Scavengers often become the victims of loan sharks. One of such victim is Tembong, 54.
“Before I joined mas (brother) Beng-beng, I could barely survive and had a lot of debts. But now I can save my money, even though only a little,” he said.
Beng-beng said that the daily turnover of his business was between Rp 800,000 and Rp 1 million. Asked about the monthly profits, however, he said he never really made an exact calculation.
But the situation speaks for itself — and it’s clear the business is profitable. Besides paying the school fees of 13 children, Beng-beng can also hire three employees and he often gives out allowances if someone is sick or gets married.
In truth, Beng-beng says, he was not interested in becoming a lapak. He was afraid people would accuse him of exploiting scavengers for his own interest. But he did it anyway as he was concerned with the scavengers’ fate.

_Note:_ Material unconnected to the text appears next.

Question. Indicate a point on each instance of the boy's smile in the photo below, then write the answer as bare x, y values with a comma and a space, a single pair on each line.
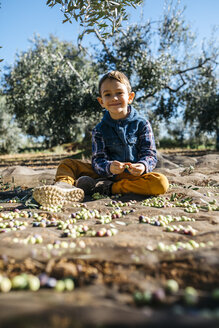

“So, if you ask me about the benefits that I can make for myself, my answer is “social benefits”. Just look what I have other than my clothes and this old motorcycle. I am quite happy I can help them,” said the high school graduate.
Beng-beng is also a member of Taabah, an advocacy team for the poor. He established this independent organization with friends who were concerned about street children, scavengers and street musicians.
In this organization, one of his activities is securing ID cards for street people. Some street people now have the document they have wanted a long time for, thanks to his advocacy.
Beng-beng is now working to improve the image of scavengers. Many people have the wrong idea that scavengers are thieves, he says. This stigma is seen in the signboards erected at some housing estates, which say: “Scavengers are not allowed”. Such treatment really hurts the people, Beng-beng said.
“We are currently talking with the government about prohibiting scavengers from entering an area. We will try to urge (the government) to ban such signboards,” he said.